A young Billy Butlin (later Sir Billy) had an unhappy holiday experience on Barry Island when he was locked out of his bed and breakfast accommodation for the whole of the day, as was normal practice in those days. This clearly made a deep and lasting impression on Butlin and would trigger an idea in his head many years later, writes Alan Middleton.
After the First World War, when he returned to England from France, he had only £5 to his name, but made his way to Devon where his uncle, Marshall Hill, was a well-known showman. Billy invested £4 of his £5 in acquiring a hoopla stall from Hill and ran it successfully.
It is said that he sawed the corners off his hoopla blocks thus giving his customers a greater chance of winning. Less profit per customer, but he quickly attracted many more customers. This was a lesson that would stay with Butlin throughout his business career.
He soon had enough money to move to London where he set up a stall in Olympia. Over the next few years he toured the country with Hills travelling fair while his mother ran the Olympia site and before long, he had his own travelling fair.
In 1925 Butlin opened some permanent stalls on Barry Island and in 1927 leased a piece of land in Skegness from the Earl of Scarborough, on which he set up an amusement park with hoopla stalls, a tower slide, a haunted house and a scenic railway. In 1928 he obtained an exclusive licence to sell dodgem cars in Europe.

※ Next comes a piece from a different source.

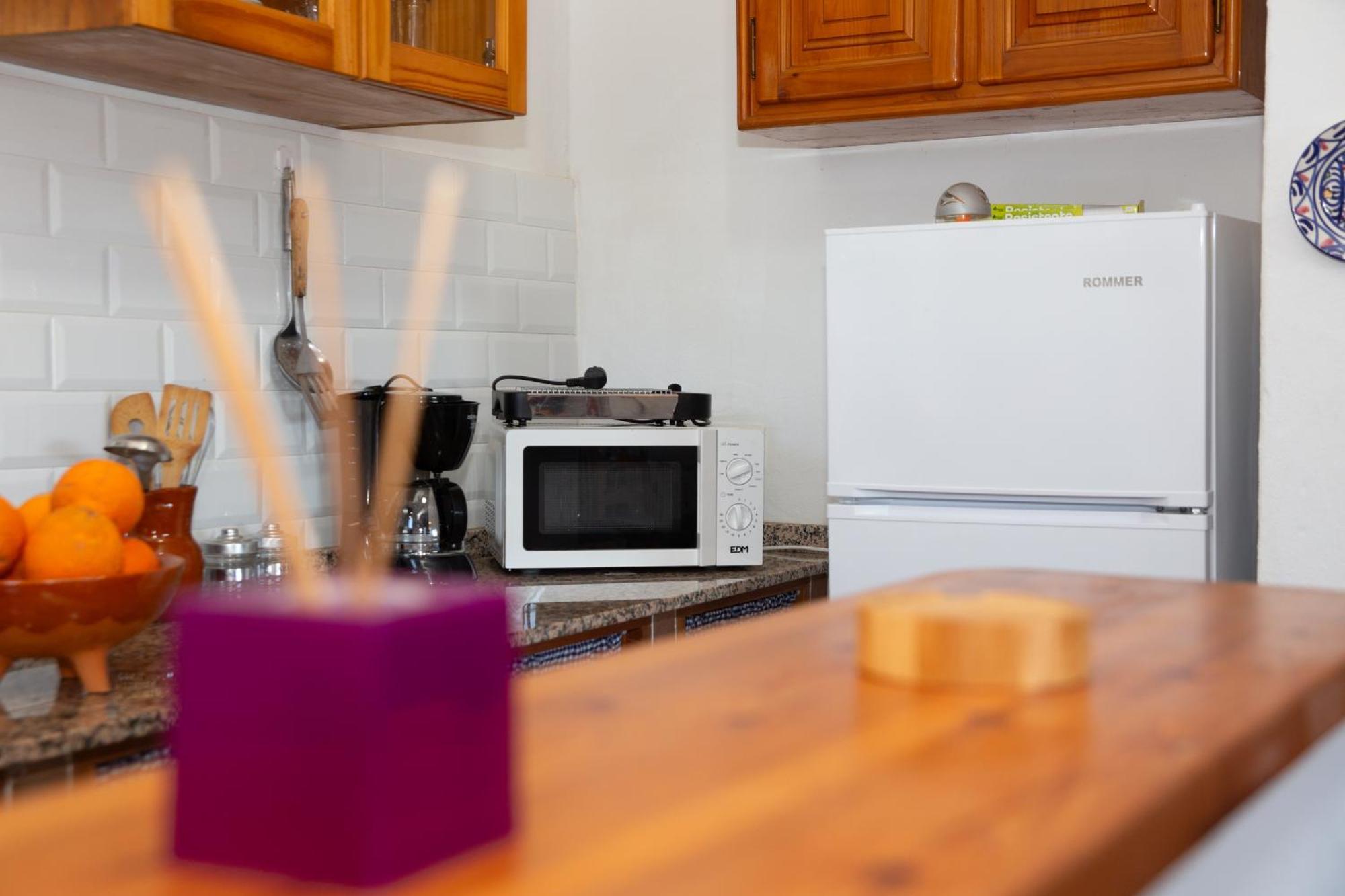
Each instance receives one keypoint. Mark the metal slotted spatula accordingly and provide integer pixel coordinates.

The first dodgem cars in Britain were to be found at Butlin’s Park in Skegness. By 1930, the park had expanded to include a zoo with lions, zebras and an African village.
Butlin extended his fairground activities to other parts of the country, including one at Mablethorpe in 1928. But with the memory of his holiday on Barry Island still on his mind, Butlin had often wondered whether it might be possible to provide a better type of holiday for working people; one where they were actually encouraged to stay on site between meals and were even provided with entertainment.

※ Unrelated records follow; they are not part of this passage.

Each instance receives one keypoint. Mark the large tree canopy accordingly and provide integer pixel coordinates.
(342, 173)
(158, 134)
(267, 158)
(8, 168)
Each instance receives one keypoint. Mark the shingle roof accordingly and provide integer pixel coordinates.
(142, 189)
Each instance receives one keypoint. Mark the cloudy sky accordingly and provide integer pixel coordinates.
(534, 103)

The first Butlin’s Holiday Camp was opened by Amy Johnson, the first woman to fly solo from England to Australia, at Ingoldmells, near Skegness, on 11th April 1936, Easter Weekend. The advertisement offered full board accommodation with three meals a day and free entertainment in a self-contained chalet from 35 shillings a week (£1.75).

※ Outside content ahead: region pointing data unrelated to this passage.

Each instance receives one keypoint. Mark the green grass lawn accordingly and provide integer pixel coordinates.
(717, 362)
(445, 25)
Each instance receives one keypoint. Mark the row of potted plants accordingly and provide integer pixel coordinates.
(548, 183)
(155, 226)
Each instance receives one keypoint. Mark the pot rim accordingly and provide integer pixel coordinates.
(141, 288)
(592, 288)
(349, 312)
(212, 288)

The accommodation was fairly basic by today’s standards; the chalets were just one room with no en suite, but it was different.
When the camp first opened, Butlin was disappointed that the campers were not engaging with the activities in the way he had envisaged, most just sat in their chalets looking bored. So he asked Norman Bradford, an on-site engineer, to take on the job of entertaining them, which he did with a series of ice-breakers and jokes. By the end of the day the camp was buzzing and the Butlin’s atmosphere was born. Bradford was the first Butlin’s Redcoat. With the coming of the ‘Holidays with Pay Act’ in 1938, Butlin advertised “A week’s holiday for a week’s pay” and “holidays with play”.
Butlin’s has changed considerably since 1936, but still offers a range of family holidays. The Skegness operation is now branded as Funcoast World.